The effect of the polar moiety of lipids on the ion permeability of bilayer membranes

Summary Bilayer membranes were prepared with the negatively charged lipids phosphatidylglycerol and diphosphatidylglycerol, the positively charged lipid lysyl phosphatidylglycerol, the zwitterionic lipid phosphatidylethanolamine, and an uncharged glycolipid, diglucosyldiglyceride, all isolated from gram-positive bacteria.
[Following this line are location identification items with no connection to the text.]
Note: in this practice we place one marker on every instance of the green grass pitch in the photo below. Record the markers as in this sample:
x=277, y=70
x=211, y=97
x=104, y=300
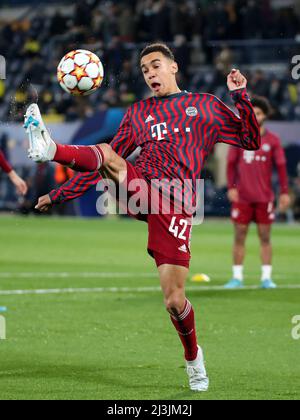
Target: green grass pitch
x=112, y=344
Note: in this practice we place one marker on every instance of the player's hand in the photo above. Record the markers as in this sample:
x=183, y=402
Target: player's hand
x=233, y=195
x=19, y=183
x=284, y=202
x=44, y=204
x=236, y=80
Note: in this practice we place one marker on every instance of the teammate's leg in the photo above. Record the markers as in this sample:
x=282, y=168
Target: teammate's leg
x=239, y=252
x=264, y=233
x=173, y=279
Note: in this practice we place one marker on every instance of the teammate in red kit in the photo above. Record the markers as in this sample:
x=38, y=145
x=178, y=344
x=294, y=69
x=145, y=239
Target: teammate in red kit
x=252, y=195
x=176, y=131
x=19, y=183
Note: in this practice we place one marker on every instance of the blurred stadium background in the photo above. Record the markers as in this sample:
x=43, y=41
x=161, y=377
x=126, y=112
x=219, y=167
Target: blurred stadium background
x=208, y=37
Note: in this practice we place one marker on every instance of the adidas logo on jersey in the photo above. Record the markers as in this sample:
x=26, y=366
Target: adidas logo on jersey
x=149, y=119
x=183, y=248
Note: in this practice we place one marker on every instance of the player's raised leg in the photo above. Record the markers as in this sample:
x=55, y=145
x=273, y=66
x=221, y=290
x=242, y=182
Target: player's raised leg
x=264, y=233
x=80, y=158
x=173, y=279
x=239, y=251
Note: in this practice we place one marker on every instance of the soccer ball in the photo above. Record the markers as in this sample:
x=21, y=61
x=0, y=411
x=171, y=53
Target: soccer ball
x=80, y=72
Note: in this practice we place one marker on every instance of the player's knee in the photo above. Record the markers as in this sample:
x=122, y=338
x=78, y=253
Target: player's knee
x=241, y=235
x=265, y=239
x=175, y=303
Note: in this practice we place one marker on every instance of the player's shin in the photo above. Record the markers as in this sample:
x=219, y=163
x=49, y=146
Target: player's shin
x=80, y=158
x=186, y=328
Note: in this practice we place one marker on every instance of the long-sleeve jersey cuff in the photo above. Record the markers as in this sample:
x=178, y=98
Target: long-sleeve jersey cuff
x=239, y=94
x=55, y=197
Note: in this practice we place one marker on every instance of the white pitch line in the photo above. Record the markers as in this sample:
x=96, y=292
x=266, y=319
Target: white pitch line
x=87, y=275
x=72, y=275
x=131, y=290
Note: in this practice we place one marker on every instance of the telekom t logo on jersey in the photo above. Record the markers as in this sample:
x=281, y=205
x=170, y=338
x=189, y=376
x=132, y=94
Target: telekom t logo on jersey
x=159, y=131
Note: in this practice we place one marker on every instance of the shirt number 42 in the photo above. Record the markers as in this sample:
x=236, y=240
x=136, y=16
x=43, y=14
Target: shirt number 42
x=179, y=229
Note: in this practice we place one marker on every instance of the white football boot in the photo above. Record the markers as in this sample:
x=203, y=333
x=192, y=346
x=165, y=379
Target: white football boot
x=197, y=373
x=41, y=147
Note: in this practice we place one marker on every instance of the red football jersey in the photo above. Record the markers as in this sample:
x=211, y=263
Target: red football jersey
x=251, y=171
x=176, y=134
Bilayer membranes of all these lipids manifested specific resistances of 10⁷ to 10⁹ cm² and capacitances of 0.3 to 0.4 F cm^–2. The membrane potentials of these bilayers were measured as a function of the sodium chloride, potassium chloride, and hydrogen chloride transmembrane concentration gradients (0.01 to 0.10m) and were found to be linear with the logarithm of the salt activity gradients. Membranes made from lysyl phosphatidylglycerol (one net positive charge) were almost completely chloride selective, whereas membranes from phosphatidylglycerol and diphosphatidylglycerol (one and two net negative charges, respectively) were highly cation selective. Membranes prepared with either diglucosyldiglyceride or phosphatidylethanolamine showed only slight cation selectivity. These findings indicate that the charge on the polar head group of membrane lipids plays an important role in controlling the ion-selective permeability of the bilayer.